In den Jahren der Sowjetmacht wurden viele bekannte Denkmäler der vorrevolutionären Russland zerstört. So erging es auch dem Denkmal für Kaiser Alexander II, das 1890 in Rostow am Don errichtet und 1924 von den Bolschewiki zerstört wurde. Nach dem Kommen der Sowjetmacht wurde es mit einer mit roter Farbe gestrichenen Sperrholzbox, geschmückt mit einem fünfzackigen Stern, abgedeckt und dann mit einem Traktor abgerissen und zur Fabrik "Roter Aksai" transportiert. In der heutigen Zeit wollten die Bewohner Rostows das Denkmal wiederherstellen, aber die Stadtregierung beschloss, an seiner Stelle ein Denkmal für den Heiligen Dmitri von Rostow zu errichten.
Die Idee, ein Denkmal für Kaiser Alexander II in Rostow zu errichten, entstand bald nach seiner Ermordung. Die offizielle Entscheidung zur Errichtung wurde am 15. März 1881 in einer Sondersitzung der Stadtverordnetenversammlung getroffen. Die Genehmigung des Denkmalprojekts dauerte mehrere Jahre. Der Ausschuss für den Bau des Denkmals wandte sich an den bekannten Bildhauer Michail Osipowitsch Mikeschin, der einen Entwurf des Denkmals vorlegte. Das Projekt wurde mit kleinen Änderungen genehmigt.
Für die Errichtung des Denkmals wurden zwei Standorte in Betracht gezogen: der Kathedralenplatz bei der Mariä Geburt Kirche und die Große Sadovaya Straße am Eingang zum Stadtpark. Da der Kaiser in betender Pose dargestellt wurde, fiel die Wahl auf den Kathedralenplatz. Dort fanden an den Geburtstagen und Namenstagen des Kaisers Militärparaden statt, was diesen Ort am besten für die Verewigung seines Andenkens machte.
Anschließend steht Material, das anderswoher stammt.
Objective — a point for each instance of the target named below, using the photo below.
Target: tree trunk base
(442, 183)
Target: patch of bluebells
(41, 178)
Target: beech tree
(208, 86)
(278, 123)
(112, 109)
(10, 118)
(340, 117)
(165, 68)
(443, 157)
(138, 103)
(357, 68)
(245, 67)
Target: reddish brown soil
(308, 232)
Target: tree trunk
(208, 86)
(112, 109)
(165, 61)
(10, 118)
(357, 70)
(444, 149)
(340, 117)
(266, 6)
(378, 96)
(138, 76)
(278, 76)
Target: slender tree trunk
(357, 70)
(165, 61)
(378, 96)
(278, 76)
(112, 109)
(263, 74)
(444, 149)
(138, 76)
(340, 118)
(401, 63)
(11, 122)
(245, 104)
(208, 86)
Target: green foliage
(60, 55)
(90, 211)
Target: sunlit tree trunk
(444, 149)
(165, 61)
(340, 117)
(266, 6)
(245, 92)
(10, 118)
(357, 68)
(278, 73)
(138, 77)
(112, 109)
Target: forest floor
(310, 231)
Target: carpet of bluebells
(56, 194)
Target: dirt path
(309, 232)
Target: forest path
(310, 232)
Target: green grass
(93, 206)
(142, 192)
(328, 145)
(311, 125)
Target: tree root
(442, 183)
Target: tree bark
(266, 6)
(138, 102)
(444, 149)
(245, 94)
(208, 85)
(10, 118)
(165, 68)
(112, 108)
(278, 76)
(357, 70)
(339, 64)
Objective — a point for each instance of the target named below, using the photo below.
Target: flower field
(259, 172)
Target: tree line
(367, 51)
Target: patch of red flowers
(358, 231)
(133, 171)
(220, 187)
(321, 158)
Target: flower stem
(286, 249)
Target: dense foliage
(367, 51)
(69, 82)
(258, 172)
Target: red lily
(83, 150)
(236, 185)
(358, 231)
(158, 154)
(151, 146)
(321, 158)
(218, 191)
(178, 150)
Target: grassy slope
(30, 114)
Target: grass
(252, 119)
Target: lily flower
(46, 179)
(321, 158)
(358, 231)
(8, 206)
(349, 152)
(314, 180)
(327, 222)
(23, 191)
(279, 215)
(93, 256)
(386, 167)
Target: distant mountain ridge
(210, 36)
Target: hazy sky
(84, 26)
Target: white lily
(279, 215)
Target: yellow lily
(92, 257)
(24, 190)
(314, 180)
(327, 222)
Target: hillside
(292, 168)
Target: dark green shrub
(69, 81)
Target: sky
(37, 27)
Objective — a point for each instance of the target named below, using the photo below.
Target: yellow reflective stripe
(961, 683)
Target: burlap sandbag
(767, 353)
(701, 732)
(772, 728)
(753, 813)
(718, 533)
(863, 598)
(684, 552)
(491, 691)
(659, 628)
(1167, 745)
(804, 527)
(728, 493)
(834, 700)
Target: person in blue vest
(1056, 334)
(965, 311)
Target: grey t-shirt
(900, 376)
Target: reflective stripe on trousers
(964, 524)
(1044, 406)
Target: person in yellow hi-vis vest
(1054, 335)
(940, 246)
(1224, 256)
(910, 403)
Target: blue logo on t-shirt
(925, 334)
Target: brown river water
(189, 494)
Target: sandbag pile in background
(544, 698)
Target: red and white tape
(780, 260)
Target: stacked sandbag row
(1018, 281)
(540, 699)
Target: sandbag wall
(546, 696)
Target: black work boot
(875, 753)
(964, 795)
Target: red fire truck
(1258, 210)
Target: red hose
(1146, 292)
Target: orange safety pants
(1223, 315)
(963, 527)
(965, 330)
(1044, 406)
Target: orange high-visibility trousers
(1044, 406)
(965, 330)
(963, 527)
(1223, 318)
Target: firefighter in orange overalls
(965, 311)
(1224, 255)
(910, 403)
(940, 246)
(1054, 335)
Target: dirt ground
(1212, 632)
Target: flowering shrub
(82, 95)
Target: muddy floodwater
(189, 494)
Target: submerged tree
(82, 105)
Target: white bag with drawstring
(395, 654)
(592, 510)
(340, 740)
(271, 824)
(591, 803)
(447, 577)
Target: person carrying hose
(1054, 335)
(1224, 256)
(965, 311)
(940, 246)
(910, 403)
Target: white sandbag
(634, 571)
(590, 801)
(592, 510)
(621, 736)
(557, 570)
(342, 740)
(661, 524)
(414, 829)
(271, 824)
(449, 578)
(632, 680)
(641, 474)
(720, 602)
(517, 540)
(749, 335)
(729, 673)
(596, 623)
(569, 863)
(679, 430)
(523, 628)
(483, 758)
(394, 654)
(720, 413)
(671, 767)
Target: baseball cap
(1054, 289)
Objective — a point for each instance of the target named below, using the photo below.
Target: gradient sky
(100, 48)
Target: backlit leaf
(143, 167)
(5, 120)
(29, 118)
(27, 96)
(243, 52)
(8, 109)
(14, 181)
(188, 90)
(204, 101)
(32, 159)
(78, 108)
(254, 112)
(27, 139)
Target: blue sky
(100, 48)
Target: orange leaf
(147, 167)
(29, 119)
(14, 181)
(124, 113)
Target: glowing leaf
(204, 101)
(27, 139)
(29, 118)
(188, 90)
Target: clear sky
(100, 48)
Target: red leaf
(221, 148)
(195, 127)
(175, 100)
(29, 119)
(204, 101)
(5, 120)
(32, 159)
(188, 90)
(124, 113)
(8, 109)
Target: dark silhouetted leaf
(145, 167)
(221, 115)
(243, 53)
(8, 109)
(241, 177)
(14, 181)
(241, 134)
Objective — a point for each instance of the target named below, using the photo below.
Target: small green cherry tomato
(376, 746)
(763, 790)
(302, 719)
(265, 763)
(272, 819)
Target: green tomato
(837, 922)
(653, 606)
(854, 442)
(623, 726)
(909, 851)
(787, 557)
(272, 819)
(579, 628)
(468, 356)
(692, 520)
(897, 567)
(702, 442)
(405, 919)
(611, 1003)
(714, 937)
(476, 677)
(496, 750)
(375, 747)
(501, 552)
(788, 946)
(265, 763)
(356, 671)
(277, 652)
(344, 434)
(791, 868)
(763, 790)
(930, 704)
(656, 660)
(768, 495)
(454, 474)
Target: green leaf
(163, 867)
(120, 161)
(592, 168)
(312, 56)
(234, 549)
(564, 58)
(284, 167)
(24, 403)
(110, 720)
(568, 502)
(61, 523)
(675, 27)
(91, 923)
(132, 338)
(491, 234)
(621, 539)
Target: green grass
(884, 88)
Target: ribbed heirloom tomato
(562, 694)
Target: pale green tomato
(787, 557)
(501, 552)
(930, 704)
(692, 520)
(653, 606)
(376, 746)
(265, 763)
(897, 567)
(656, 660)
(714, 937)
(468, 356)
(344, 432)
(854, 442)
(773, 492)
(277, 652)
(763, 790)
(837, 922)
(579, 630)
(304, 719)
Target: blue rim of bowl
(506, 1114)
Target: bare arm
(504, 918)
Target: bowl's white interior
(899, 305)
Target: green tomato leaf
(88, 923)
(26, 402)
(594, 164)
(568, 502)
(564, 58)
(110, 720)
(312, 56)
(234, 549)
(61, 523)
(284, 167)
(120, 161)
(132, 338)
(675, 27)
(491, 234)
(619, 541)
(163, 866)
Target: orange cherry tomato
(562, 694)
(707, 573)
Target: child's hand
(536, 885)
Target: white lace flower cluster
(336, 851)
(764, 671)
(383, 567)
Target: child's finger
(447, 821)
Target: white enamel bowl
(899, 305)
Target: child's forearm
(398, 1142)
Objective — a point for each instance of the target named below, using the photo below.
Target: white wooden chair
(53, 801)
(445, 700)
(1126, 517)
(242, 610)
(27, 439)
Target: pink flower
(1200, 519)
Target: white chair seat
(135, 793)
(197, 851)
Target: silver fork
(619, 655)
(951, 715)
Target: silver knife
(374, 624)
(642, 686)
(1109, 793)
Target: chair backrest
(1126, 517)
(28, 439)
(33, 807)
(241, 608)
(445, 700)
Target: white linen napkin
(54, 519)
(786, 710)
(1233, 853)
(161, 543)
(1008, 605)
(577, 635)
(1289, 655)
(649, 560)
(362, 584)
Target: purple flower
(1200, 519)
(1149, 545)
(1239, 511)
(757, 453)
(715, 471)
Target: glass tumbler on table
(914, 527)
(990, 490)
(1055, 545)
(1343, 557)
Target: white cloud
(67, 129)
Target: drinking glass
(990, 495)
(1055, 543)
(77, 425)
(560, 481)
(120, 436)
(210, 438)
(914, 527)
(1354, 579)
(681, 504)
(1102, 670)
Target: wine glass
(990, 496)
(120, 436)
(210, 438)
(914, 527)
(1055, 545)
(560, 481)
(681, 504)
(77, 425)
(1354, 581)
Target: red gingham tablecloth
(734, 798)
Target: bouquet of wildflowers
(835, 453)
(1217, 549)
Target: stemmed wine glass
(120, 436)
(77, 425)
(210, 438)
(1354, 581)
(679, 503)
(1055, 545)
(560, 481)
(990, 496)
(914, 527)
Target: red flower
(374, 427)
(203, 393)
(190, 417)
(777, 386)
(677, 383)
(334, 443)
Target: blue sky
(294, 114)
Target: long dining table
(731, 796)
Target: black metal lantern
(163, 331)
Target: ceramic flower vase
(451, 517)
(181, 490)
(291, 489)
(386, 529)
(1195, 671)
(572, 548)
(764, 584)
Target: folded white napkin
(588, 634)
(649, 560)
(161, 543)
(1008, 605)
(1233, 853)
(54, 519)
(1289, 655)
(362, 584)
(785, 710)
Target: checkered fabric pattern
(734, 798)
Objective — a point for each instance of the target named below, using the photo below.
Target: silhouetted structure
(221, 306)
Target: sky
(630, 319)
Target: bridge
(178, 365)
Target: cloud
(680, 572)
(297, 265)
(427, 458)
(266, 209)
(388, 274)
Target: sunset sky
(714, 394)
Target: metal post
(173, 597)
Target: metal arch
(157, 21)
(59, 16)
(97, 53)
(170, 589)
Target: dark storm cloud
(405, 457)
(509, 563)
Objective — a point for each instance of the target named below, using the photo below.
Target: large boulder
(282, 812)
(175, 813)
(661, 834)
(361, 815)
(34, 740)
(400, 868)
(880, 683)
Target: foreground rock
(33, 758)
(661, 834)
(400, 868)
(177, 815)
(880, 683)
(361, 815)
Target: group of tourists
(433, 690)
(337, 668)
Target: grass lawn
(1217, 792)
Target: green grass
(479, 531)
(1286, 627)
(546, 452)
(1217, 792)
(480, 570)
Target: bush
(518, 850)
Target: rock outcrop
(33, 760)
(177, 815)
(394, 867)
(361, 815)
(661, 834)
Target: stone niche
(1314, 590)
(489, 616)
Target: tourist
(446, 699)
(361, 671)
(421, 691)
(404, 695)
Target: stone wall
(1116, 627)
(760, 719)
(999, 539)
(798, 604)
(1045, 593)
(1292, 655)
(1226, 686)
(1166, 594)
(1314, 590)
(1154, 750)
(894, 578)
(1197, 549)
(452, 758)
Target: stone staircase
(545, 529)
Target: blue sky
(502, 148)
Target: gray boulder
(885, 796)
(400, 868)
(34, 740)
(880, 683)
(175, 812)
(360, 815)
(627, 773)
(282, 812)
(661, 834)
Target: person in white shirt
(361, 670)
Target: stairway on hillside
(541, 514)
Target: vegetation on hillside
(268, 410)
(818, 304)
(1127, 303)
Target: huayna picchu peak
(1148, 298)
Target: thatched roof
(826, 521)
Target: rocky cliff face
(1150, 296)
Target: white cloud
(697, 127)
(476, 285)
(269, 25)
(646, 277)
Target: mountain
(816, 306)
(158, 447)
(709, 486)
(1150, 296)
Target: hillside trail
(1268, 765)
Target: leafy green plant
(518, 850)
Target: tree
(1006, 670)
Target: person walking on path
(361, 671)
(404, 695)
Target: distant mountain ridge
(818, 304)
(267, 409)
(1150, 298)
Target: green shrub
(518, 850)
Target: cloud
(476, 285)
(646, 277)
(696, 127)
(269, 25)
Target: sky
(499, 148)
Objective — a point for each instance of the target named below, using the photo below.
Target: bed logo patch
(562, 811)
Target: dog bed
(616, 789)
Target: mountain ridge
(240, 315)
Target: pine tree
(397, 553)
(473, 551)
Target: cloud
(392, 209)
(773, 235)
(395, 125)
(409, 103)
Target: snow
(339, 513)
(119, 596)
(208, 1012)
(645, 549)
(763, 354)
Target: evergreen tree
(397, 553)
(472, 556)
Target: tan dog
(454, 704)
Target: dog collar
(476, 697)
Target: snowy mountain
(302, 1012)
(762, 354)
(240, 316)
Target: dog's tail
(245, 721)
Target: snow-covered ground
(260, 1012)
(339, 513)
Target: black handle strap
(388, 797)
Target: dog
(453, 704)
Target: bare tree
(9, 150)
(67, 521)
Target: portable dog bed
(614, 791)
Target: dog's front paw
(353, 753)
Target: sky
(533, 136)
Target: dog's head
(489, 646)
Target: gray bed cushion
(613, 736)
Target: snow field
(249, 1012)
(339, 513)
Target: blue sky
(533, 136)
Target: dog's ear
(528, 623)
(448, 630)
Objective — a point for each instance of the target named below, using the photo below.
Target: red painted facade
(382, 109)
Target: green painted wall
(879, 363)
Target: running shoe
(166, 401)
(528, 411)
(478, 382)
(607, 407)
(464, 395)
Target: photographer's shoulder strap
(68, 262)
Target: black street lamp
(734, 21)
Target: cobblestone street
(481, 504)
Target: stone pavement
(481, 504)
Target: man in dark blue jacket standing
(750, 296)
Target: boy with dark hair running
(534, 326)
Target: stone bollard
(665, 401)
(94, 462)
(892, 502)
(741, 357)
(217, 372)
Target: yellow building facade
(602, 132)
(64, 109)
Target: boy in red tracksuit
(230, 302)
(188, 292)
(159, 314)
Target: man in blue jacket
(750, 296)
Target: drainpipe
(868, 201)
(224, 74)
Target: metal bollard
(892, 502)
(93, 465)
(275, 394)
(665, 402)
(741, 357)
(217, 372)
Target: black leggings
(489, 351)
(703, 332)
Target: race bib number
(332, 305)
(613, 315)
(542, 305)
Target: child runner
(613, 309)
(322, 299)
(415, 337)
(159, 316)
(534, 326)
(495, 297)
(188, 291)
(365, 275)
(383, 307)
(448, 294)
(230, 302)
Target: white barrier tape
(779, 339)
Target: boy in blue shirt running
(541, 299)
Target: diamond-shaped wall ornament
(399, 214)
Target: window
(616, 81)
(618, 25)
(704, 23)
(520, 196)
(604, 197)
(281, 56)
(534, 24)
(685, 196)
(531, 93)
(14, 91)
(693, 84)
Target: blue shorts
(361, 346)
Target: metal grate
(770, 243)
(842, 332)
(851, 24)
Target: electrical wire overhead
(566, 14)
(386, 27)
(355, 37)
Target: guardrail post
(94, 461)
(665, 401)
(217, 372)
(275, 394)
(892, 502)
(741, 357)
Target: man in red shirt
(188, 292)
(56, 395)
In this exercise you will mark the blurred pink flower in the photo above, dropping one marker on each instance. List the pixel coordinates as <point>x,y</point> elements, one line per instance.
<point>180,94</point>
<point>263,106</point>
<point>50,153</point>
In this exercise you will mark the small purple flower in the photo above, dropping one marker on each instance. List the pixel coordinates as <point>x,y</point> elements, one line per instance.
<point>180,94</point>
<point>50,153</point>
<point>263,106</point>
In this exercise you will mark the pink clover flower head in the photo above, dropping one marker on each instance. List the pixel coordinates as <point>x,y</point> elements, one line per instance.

Die Organisation des Denkmalbaus wurde von dem herausragenden Rostower Bürgermeister Andrei Matwejewitsch Baikow geleitet. Er führte Verhandlungen mit dem Bildhauer und organisierte die Mittelbeschaffung für das Denkmal, das 70.000 Rubel kostete. Allerdings erlebte Baikow die Eröffnung des Denkmals nur ein Jahr lang. Die feierliche Einweihung des Denkmals fand am 17. April 1890 statt.
Das Denkmal stellte eine bronzene Figur des Kaisers in Lebensgröße dar. Sein Purpur fiel auf das Podest, in der rechten Hand hielt Alexander II ein Zepter, und sein Blick war zum Himmel gerichtet. Auf der Vorderseite des Podests befand sich das Staatswappen und die Initialen von Alexander II, umwunden von Dornen und Lorbeer. Darunter war eine Metalltafel mit der Inschrift: "Dem Kaiser Alexander II, dankbare Bürger der Stadt Rostow am Don". Auf der linken Seite des Podests stand die Inschrift: "Geboren am 17. April 1818", auf der rechten: "Im Herrn entschlafen am 1. März 1881". Auf der Rückseite des Podests befand sich das Wappen von Rostow. In den Ecken des Platzes um das Denkmal waren Kandelaber mit drei Laternen aufgestellt.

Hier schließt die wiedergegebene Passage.